FrontierML: Machine Learning with Real-World Data

An interactive Jupyter Book that teaches machine learning concepts through hands-on implementation with real-world data collection and analysis.

Overview

This comprehensive book provides an in-depth introduction to 22 essential machine learning and AI algorithms, combining theoretical understanding with practical implementation.
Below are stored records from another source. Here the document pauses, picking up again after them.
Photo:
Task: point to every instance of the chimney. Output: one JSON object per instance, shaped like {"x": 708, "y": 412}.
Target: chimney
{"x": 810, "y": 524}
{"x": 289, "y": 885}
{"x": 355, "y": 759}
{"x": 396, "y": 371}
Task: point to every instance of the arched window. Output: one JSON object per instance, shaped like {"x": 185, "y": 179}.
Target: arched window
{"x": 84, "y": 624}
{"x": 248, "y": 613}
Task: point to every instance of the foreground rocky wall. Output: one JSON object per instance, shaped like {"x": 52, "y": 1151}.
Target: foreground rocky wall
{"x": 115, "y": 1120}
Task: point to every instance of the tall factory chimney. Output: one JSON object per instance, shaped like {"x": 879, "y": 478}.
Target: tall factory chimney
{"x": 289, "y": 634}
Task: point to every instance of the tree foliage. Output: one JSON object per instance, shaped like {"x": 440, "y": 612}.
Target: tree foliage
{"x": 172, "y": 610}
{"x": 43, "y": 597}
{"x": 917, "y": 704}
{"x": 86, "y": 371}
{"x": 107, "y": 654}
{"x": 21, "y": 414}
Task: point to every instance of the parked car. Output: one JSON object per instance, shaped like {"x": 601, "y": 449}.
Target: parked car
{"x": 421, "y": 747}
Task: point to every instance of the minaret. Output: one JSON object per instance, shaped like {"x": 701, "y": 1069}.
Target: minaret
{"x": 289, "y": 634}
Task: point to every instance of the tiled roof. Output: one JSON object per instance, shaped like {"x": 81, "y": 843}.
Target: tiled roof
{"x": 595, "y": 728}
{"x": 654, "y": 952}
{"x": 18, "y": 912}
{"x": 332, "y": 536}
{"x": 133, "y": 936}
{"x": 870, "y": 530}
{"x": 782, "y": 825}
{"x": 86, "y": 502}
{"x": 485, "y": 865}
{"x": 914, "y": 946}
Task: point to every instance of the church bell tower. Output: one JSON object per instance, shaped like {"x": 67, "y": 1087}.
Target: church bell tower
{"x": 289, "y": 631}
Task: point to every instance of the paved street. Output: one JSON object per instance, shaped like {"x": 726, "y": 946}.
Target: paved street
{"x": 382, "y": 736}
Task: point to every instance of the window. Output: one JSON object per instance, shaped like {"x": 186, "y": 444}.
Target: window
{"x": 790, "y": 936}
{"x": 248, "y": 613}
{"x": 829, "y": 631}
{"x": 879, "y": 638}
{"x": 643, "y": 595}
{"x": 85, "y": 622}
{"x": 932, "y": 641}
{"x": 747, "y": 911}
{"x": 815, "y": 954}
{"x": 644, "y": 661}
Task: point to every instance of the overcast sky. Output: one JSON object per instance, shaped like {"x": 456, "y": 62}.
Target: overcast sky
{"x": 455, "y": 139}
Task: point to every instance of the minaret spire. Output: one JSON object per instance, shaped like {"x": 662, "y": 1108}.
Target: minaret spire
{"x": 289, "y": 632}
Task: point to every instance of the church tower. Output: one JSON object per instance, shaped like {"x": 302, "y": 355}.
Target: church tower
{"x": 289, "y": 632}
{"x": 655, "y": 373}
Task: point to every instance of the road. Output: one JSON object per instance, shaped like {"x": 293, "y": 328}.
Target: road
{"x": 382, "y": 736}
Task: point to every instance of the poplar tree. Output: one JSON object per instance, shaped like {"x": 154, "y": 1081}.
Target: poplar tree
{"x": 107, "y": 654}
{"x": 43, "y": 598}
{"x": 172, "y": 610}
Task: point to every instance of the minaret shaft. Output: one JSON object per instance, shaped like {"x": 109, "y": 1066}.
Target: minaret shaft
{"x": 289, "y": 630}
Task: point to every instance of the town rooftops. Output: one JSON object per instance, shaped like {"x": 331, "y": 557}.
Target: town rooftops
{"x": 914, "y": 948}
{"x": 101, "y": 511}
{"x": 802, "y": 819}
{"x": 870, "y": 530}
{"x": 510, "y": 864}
What sets this book apart is its emphasis on:

Real-world data collection through ethical web scraping and APIs
Step-by-step mathematical explanations with proper citations
Interactive code examples that you can run and modify
Comprehensive visualizations to understand algorithm behavior
Best practices for reproducible data science workflows
Complete coverage from basic regression to deep learning

Course Coverage

Supervised Learning (13 chapters)

Linear & Logistic Regression
Decision Trees & Random Forest
Support Vector Machines
Neural Networks & Deep Learning
Naive Bayes & K-Nearest Neighbors
Boosting Methods (AdaBoost, Gradient Boosting)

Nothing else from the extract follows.